When it comes to neural networks and learning rates, two approaches were always dominating (second one more than the other). Either select a certain learning rate and stick with it, or select a certain learning rate and monotonically decrease it during the training process.

Even though the second approach proved beneficial, it can be difficult to set up optimal starting $l_r$ and schedule for its annealing.

Cyclical learning rates (CLR) provide a solution as they fluctuate $l_r$ between two values at essentially no additional costs and provide a way to select those values optimally, instead of guessing.

I Understanding the Idea

Author of the paper, Leslie Smith, introduces the idea that fluctuating learning rates during training could have, at worst, near-optimal results compared to previously mentioned approaches.

Cyclical Learning Rates could be best understood with the following picture, which is taken directly from the paper:

Maximum and base learning rates are self explanatory. Stepsize (or half-cycle) is the number of iterations needed for the learning rate (blue line) to reach maximum value. Thus, one full cycle is when our learning rate goes from base to maximum value, and then back again to the base value.

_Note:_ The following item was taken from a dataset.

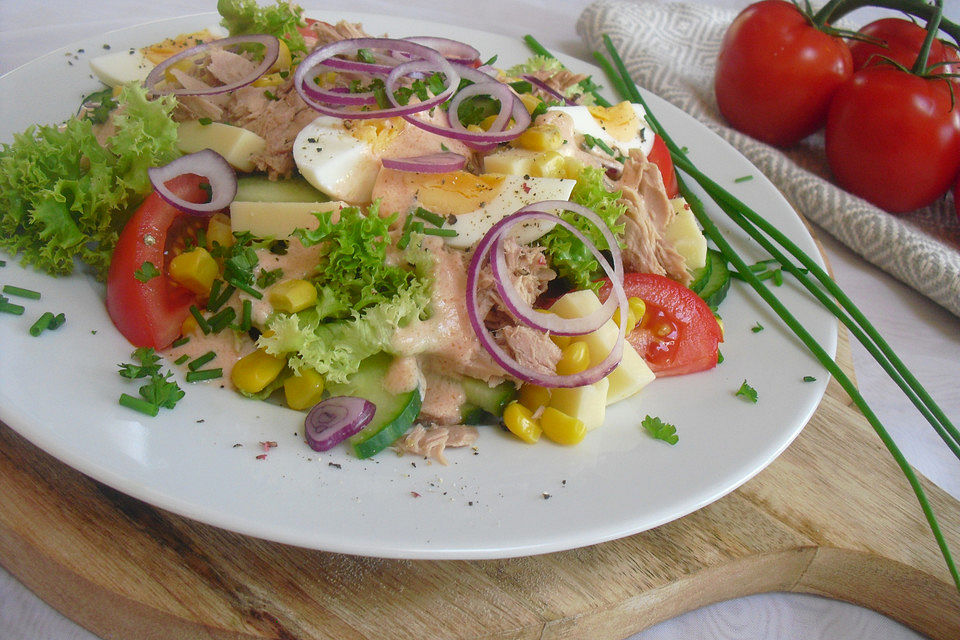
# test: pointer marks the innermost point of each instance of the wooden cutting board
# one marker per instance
(832, 516)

Formally, cyclical learning rates are nothing more than following three equations: $$ cycle = \lfloor{(1 + \frac{iter}{2 \cdot stepsize})} \rfloor \\ x = \ \mid \frac{iter}{stepsize} - 2\cdot cycle + 1 \ \mid \\ l_r = l_r^{base} + (l_r^{max} - l_r^{base}) \cdot max(0, 1-x) \\ $$

cycle variable gives us the number of the cycle (starting from 1)
x variable fluctuates between 1 and 0 and is the variable responsible for the cyclical part of the name Cyclical Learning Rates
Finally, $l_r$ is the learning rate that we provide to the model in the end

Let's see the code example:

def clr(base_lr, max_lr, n_iter, stepsize, history):
  
  cycle = np.floor(1 + n_iter / (2*stepsize))
  x = np.abs(n_iter/ stepsize - 2*cycle + 1)
  lr = base_lr + (max_lr - base_lr) * np.maximum(0, 1-x)

  if n_iter % 100 == 0:
    history['iter'].append(n_iter)
    history['lr'].append(lr)
    history['x'].append(x)

With the following piece of code, we can perform one full cycle and then plot our variables' change over time:

history = {'iter' : [], 'lr' : [], 'x' : []}
total_iters = 2001

for i in range(0, total_iters):
  clr(base_lr=0.01, max_lr=0.05, n_iter=i, stepsize=1000, history=history)

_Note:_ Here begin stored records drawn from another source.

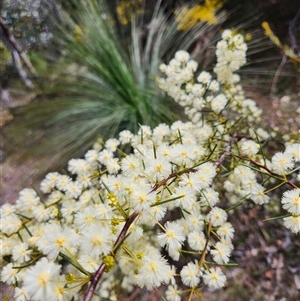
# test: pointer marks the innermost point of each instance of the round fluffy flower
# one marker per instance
(214, 278)
(209, 197)
(158, 169)
(217, 216)
(182, 56)
(96, 241)
(282, 162)
(9, 275)
(172, 293)
(257, 194)
(221, 252)
(291, 201)
(249, 148)
(153, 272)
(20, 294)
(226, 231)
(218, 103)
(21, 253)
(197, 240)
(294, 151)
(173, 236)
(190, 274)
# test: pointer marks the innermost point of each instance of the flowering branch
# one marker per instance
(98, 274)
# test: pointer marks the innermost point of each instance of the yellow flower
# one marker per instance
(188, 18)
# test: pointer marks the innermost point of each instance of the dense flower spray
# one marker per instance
(126, 214)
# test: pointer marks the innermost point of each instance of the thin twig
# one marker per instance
(17, 53)
(277, 73)
(98, 274)
(292, 33)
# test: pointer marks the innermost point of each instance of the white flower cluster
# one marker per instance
(119, 213)
(206, 92)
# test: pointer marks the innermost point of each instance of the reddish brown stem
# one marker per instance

II CLR as a Keras Callback

Since we'll compare actual neural networks' performance with and without CLR, and Keras library doesn't possess CLR, we'll need to create a new Keras Callback. At the end of the post, I linked an official tutorial on custom Keras Callbacks, but the main idea is that we can create different methods which will be invoked when:

a new epoch or batch starts or ends, or
training, evaluation or prediction starts or ends

When the method will be invoked, solely depends on the method's name.

In our case, our CyclicalLR Callback class will have:

clr which is the main part of the callback and used to set a new $l_r$ value
on_train_begin which will set the learning rate to the base value
on_batch_end which will increase the number of iterations and invoke clr method
on_epoch_end which will add new info to the history dictionary

class CyclicalLR(keras.callbacks.Callback):
  
  def __init__(self, base_lr, max_lr, stepsize, mode='triangular', gamma=1):
    super(CyclicalLR, self).__init__()
    self.base_lr = base_lr
    self.max_lr = max_lr
    self.stepsize = stepsize
    self.mode = mode
    self.gamma = gamma
    self.iterations = 0
    self.history = {'lr' : [], 'iter' : []}

  def clr(self):
    cycle = np.floor(1 + self.iterations / (2*self.stepsize))
    x = np.abs(self.iterations / self.stepsize - 2*cycle + 1)
    lr = self.base_lr + (self.max_lr - self.base_lr) * np.maximum(0, 1-x)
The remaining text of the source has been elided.